Our 6 month old LDG showed her first real instincts last night right after the birth of our newest kids. She immediatly started helping clean the new babies, nuzzleing, and even letting them cuddle and suck on her ears. When our alpha male came over to check on the kids she actually growled, lundged and bit him.:goodjob: He was sad to not get to be involved, but backed off. He is the alpha, the one who breaks up fights, repremends the others, and is usually the baby supervisor. To be fare, she is my first true LDG, but I am so amazed she has those kind of instincts at such a young age. 








[/IMG]








[/IMG]


I had to make her leave the pen with us, out of concern of over cleaning (even though she backed off the cleaning towards the end). She also was trying to clean momma. How involved do you let your LGD get with births.


----------



## Our Little Farm (Apr 26, 2010)

About the same. Once all is done, we call ours away and he will lay outside of the barn still very much in protection mode at all times. 

Congrats on your new arrival, and also a good LGD. They are truly worth their weight in gold.


----------



## Goat Servant (Oct 26, 2007)

Youve got to be bursting with pride & amazement! Good girl!!


----------



## Fowler (Jul 8, 2008)

I am grining from ear to ear with pride for your new girl....this makes me so happy.

Congrats!!


----------



## thestartupman (Jul 25, 2010)

Has anyone ever had any problems with an Ltd getting aggressive towards its owners when there where baby animals around?


----------



## mekasmom (Jan 19, 2010)

thestartupman said:


> Has anyone ever had any problems with an Ltd getting aggressive towards its owners when there where baby animals around?

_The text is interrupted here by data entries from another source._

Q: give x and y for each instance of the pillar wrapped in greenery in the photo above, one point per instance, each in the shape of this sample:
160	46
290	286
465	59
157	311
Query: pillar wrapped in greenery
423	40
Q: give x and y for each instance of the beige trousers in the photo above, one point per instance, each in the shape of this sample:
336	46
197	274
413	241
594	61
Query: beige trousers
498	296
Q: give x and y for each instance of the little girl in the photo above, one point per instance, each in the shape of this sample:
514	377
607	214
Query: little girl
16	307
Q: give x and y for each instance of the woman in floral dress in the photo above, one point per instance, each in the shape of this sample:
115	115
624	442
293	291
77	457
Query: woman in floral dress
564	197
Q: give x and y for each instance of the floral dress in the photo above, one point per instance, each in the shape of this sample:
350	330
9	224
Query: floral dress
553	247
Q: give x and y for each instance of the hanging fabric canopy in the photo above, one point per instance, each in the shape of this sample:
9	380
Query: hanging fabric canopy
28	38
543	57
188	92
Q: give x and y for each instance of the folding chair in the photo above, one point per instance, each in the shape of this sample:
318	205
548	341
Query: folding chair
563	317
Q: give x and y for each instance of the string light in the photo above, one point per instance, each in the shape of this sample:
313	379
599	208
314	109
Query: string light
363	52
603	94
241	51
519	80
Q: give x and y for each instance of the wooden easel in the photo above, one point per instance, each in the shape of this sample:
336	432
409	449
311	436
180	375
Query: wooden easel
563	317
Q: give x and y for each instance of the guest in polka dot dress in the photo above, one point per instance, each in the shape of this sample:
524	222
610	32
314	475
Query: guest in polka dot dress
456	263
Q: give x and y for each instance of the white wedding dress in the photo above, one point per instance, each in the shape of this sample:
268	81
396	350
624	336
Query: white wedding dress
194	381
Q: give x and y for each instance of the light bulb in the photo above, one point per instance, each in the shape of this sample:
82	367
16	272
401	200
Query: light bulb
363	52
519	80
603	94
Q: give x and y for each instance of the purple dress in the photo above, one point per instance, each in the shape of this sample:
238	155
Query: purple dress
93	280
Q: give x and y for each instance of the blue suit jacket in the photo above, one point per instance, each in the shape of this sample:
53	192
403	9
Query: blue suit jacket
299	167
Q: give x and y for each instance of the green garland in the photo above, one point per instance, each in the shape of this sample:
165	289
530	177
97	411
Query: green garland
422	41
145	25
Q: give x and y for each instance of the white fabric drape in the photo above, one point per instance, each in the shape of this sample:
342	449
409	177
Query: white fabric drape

No. But most people do interact with the dogs enough that the dogs see them as "pack or family" too. LGDs love kids, so that usually isn't an issue either.


----------



## Goatress (Feb 4, 2011)

Congratulations looks like you have an awesome guard in the making there....!


----------



## Curtis B (Aug 15, 2008)

thestartupman said:


> Has anyone ever had any problems with an Ltd getting aggressive towards its owners when there where baby animals around?


She isn't aggresive towards us, but can be towards the rest of the pack. Ours will sometimes bite at the other dogs around us. She still needs to learn that DD and DW are part of the pack and don't need protecting from the other dogs in our pack. I have yet to figure out if she is being more possesive, or protective, if there is much of a difference to her.


----------